Behavioral evidence analysis differs from inductive profiling in that it attempts to assemble the evidence of the case in such a way that the behavior of the criminal can be reconstructed, and then to interpret the behavior as evidence that can be used to classify or individuate the criminal.
Perhaps the most difficult aspect of behavioral evidence analysis is that it requires a full forensic reconstruction before work can begin. This is, in part, due to the difference between the schools that inductive profilers never question evidence that they are given, but behavioral evidence analysis demands an equivocal analysis of all evidence.
Because of this, it is quite common for a criminal profile rendered by a behavioral evidence analyst to be somewhat incomplete, in that no conclusions are drawn without evidence. This is in contrast to inductive profiles, which are often derided as all sounding the same; male, between 20 and 40 years of age, self-esteem problems, overweight, and so forth.

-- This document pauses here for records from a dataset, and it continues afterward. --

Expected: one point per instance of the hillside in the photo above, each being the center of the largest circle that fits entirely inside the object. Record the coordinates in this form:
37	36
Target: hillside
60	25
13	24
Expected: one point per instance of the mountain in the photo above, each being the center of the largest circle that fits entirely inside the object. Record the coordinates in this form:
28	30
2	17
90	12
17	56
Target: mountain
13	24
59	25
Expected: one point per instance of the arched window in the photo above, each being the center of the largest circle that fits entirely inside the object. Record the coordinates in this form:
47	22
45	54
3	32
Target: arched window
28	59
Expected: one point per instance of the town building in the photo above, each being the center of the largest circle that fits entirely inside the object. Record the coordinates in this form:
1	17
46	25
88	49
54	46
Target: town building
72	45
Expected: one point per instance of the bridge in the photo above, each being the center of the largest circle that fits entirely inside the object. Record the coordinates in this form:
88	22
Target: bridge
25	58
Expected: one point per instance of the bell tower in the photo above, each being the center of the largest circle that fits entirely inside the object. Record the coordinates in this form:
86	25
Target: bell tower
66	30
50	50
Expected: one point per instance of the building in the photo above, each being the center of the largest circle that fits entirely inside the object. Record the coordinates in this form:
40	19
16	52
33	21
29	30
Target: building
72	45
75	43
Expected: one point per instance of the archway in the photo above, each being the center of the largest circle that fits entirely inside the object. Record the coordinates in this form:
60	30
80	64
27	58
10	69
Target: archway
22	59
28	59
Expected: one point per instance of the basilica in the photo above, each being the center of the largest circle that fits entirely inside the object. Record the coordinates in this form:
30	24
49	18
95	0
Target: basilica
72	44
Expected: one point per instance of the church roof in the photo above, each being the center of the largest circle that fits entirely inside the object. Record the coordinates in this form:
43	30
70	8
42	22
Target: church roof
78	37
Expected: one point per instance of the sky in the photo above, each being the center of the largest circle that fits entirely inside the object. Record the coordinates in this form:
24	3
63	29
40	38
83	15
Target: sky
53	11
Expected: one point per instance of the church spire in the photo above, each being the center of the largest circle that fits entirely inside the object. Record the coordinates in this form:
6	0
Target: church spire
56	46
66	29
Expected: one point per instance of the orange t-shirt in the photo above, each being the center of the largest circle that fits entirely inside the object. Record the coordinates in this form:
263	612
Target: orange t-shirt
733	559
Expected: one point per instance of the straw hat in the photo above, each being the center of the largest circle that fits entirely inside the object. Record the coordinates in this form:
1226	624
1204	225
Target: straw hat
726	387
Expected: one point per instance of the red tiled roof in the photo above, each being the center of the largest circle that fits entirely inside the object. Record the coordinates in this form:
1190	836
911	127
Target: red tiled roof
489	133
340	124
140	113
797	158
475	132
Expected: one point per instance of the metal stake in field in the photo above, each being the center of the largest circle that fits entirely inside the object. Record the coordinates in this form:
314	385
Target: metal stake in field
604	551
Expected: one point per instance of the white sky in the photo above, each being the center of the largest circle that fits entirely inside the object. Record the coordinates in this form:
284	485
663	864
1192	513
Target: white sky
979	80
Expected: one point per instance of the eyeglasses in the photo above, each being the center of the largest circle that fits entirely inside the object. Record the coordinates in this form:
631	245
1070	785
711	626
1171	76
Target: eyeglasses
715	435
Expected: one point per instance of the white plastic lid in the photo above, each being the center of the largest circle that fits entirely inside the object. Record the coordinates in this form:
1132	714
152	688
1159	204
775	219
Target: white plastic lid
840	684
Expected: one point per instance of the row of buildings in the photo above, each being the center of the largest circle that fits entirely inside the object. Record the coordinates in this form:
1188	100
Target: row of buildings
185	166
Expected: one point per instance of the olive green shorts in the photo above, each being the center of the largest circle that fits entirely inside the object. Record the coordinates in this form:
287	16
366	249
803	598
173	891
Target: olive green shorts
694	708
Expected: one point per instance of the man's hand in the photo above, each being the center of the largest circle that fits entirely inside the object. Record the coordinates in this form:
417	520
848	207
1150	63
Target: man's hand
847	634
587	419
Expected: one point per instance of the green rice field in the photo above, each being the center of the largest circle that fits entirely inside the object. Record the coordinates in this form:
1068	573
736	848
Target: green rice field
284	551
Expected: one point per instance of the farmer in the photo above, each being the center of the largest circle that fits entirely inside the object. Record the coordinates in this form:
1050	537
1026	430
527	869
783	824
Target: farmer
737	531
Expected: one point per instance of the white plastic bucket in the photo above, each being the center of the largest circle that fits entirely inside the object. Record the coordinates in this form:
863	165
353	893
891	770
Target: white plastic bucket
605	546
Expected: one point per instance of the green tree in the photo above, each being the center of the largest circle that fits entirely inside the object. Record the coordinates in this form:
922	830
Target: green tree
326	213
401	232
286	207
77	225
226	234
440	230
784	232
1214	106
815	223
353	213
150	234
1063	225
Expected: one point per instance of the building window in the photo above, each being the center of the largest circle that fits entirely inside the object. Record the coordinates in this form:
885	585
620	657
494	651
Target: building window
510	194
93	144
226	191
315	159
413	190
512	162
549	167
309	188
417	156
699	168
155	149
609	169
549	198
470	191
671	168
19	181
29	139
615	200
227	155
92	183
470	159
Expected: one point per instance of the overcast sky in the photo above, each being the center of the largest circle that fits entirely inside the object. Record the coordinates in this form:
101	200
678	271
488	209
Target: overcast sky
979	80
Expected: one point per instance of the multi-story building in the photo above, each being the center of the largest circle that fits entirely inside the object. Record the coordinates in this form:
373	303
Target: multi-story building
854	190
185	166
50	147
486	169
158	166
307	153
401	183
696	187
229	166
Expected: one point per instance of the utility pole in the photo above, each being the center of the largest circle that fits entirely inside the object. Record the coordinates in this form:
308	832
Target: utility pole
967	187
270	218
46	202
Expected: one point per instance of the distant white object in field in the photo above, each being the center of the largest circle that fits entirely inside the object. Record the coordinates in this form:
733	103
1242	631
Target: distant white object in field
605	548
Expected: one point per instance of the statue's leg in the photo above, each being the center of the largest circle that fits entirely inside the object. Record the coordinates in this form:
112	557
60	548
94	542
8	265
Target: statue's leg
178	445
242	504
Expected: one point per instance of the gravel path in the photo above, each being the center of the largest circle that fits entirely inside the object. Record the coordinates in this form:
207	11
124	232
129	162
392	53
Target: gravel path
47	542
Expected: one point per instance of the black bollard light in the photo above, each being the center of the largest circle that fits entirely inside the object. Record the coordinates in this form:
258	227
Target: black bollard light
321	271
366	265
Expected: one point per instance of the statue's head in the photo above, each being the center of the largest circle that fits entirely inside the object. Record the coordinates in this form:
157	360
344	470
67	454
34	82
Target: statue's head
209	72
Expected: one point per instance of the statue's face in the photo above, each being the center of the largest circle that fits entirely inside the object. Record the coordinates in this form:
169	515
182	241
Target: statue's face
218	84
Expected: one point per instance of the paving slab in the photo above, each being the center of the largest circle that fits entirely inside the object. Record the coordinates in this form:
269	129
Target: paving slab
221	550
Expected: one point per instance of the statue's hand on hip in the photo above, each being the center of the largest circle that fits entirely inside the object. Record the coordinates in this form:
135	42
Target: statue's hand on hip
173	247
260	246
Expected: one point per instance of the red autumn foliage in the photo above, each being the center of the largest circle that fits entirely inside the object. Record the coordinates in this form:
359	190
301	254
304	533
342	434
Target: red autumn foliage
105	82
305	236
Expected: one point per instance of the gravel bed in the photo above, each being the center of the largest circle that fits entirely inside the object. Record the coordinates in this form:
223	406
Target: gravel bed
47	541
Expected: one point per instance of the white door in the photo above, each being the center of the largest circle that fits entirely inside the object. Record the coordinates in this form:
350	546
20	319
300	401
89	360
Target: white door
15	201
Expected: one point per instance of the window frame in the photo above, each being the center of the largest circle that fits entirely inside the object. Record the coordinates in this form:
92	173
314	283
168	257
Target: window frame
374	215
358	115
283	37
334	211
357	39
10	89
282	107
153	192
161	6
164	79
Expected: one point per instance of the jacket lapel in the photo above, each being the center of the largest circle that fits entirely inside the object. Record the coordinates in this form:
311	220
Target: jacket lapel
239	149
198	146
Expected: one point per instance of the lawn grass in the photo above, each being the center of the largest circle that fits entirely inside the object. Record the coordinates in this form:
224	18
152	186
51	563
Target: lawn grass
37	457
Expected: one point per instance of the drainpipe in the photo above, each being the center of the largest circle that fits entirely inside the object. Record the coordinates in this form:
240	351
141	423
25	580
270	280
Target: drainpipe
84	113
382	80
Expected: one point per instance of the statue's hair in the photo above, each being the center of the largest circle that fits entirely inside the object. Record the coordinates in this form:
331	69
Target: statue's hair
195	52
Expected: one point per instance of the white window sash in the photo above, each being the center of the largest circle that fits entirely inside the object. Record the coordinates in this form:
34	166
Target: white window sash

The canoncial example of an equivocal analysis is given by a case in which a woman's body is found, and there is evidence of recent sexual intercourse. One might assume that rape was committed in addition to homicide. This is not the case. The woman merely had sex with her boyfriend prior to the murder.
The deductive profiler classifies specific behaviors, as opposed to the inductive profiler, who categorizes criminals. The categories used by Turvey are profit, opportunism, compensation, entitlement, anger, and sadism.
It is worth mentioning that Brent Turvey has never been successfully challenged in court. This has caused the FBI some degree of embarrassment.